The prestigious award is the highest honor bestowed by the History of Science Society. It recognizes George Sarton, the founder of the journal Isis, and one of the founders of the modern phase in the history of science. The Sarton Medal has been awarded annually since 1955 to an outstanding historian of science selected from the international scholarly community.
“It is, of course, a great honor — which I take to honor the Harvard department as a whole,” Shapin said of the award. “For my part, I was as surprised as I was delighted, not least because I’ve spent all of my working life prior to coming to Harvard 10 years ago in an interdisciplinary ‘science studies’ program and in a Department of Sociology. I’ve never much minded what discipline I belonged to or for what sorts of scholars I was writing, but disciplines, after all, count for a lot. People who dislike my work tend to assign it to some discipline other than theirs, but if I had to live in any one academic place, the history of science would be home and the History of Science Society, founded 100 years ago by Harvard’s George Sarton, is the discipline’s leading society.”
Though best known as the co-author, with Simon Schaffer, of “Leviathan and the Air-Pump: Hobbes, Boyle, and the Experimental Life,” Shapin’s work has long been recognized for promoting serious methodological reassessments of how we understand historical change in science.
Of particular note is Shapin’s restructuring of the way we think about the “big issues” of science — the nature of truth, the role of trust, the emergence of accredited knowledge, representations of scientific identity, and the moral authority that modern science has come to hold.
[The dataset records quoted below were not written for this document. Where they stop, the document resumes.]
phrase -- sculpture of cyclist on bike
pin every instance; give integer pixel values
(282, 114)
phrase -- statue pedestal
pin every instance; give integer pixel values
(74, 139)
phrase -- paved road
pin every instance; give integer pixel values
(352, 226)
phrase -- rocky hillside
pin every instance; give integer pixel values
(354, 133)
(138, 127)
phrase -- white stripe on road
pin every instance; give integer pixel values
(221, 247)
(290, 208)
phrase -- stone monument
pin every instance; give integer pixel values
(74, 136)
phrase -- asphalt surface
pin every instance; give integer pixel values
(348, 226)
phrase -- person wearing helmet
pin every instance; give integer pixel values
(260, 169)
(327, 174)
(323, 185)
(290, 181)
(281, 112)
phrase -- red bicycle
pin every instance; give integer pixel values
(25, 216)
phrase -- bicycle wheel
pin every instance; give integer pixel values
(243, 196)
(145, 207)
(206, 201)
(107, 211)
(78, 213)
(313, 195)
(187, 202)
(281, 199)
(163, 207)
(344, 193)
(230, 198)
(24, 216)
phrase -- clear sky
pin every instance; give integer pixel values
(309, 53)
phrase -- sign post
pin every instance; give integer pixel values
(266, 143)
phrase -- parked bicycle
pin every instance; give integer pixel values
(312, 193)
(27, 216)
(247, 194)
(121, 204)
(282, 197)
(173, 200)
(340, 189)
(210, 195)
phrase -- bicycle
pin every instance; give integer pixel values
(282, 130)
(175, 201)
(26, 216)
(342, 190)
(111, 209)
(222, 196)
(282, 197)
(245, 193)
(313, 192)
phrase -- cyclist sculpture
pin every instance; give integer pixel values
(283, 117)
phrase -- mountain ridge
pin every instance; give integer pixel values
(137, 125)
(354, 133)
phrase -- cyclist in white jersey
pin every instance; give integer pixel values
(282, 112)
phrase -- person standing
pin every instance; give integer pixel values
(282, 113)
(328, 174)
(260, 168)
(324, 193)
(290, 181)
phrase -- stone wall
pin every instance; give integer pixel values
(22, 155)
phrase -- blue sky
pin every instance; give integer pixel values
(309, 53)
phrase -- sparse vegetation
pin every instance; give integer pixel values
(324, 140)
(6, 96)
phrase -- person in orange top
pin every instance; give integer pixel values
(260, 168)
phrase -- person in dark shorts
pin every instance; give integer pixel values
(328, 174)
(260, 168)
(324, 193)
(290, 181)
He was among the first to propose fresh ways of understanding the role of experiment in the sciences by investigating the places and spaces in which experiments took place, the kinds of people who performed them, and the ascription of responsibility for the results though the notions of “invisible technicians,” replicability, and “virtual witnessing.”
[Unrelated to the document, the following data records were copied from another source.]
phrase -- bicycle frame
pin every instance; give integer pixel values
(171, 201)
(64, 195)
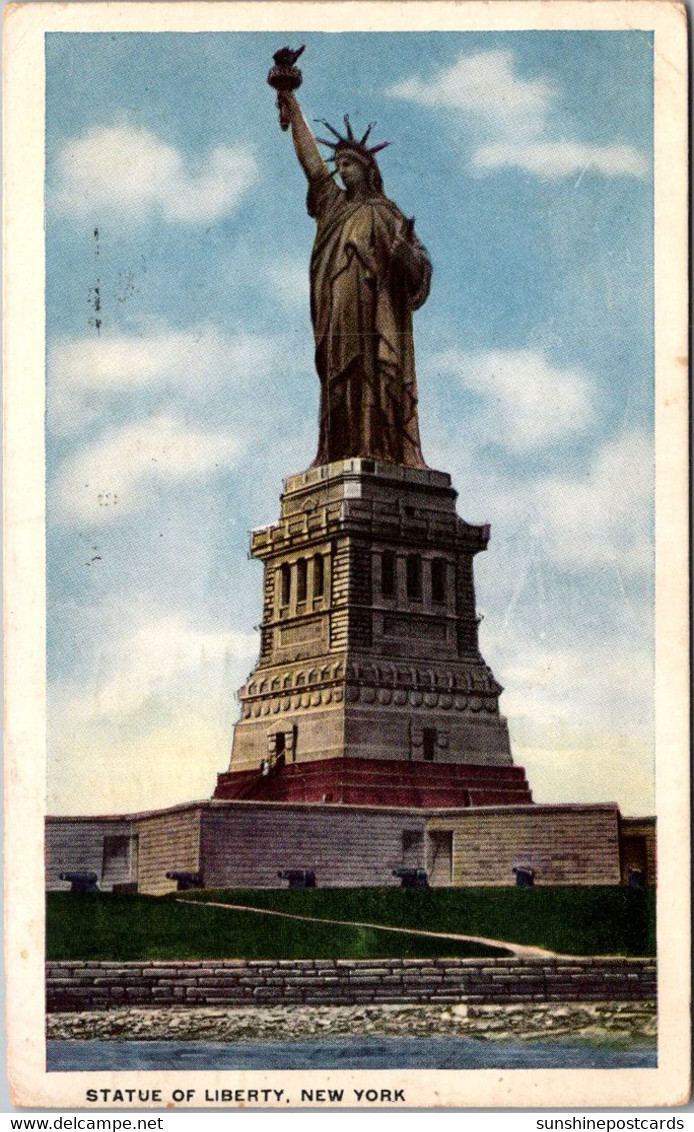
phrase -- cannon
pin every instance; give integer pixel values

Shapin’s other work explored the gradual emergence of what could be called scientific identity — the defining features of a professional scientist as opposed to a natural philosopher. Those same themes are further explored in Shapin’s analysis of the modern scientific vocation, which probes shifts in the patronage and management of science in the 20th century, arguing that personal networks of trust remain as crucial as ever for setting up the relationships and establishing the flows of capital that support science, and that these relationships involve assumptions about integrity that have not been washed away by commercialization.
Shapin also has written extensively about bodily care (or bodily indifference), dietetics, and the embodied life of the savant.
Shapin holds a Ph.D. from the University of Pennsylvania, and has held faculty positions at the University of Edinburgh and the University of California, San Diego; he joined the Harvard faculty in 2004. In addition to “Leviathan and the Air-Pump,” he is the author of “A Social History of Truth,” among other works. He has received numerous honors, including the J.D. Bernal Prize and the Ludwik Fleck Prize of the Society for Social Studies of Science, the Robert K. Merton Book Award of the American Sociological Association, the Herbert Dingle Prize of the British Society for the History of Science, a Guggenheim Fellowship, and a fellowship at the Center for Advanced Study in the Behavioral Sciences.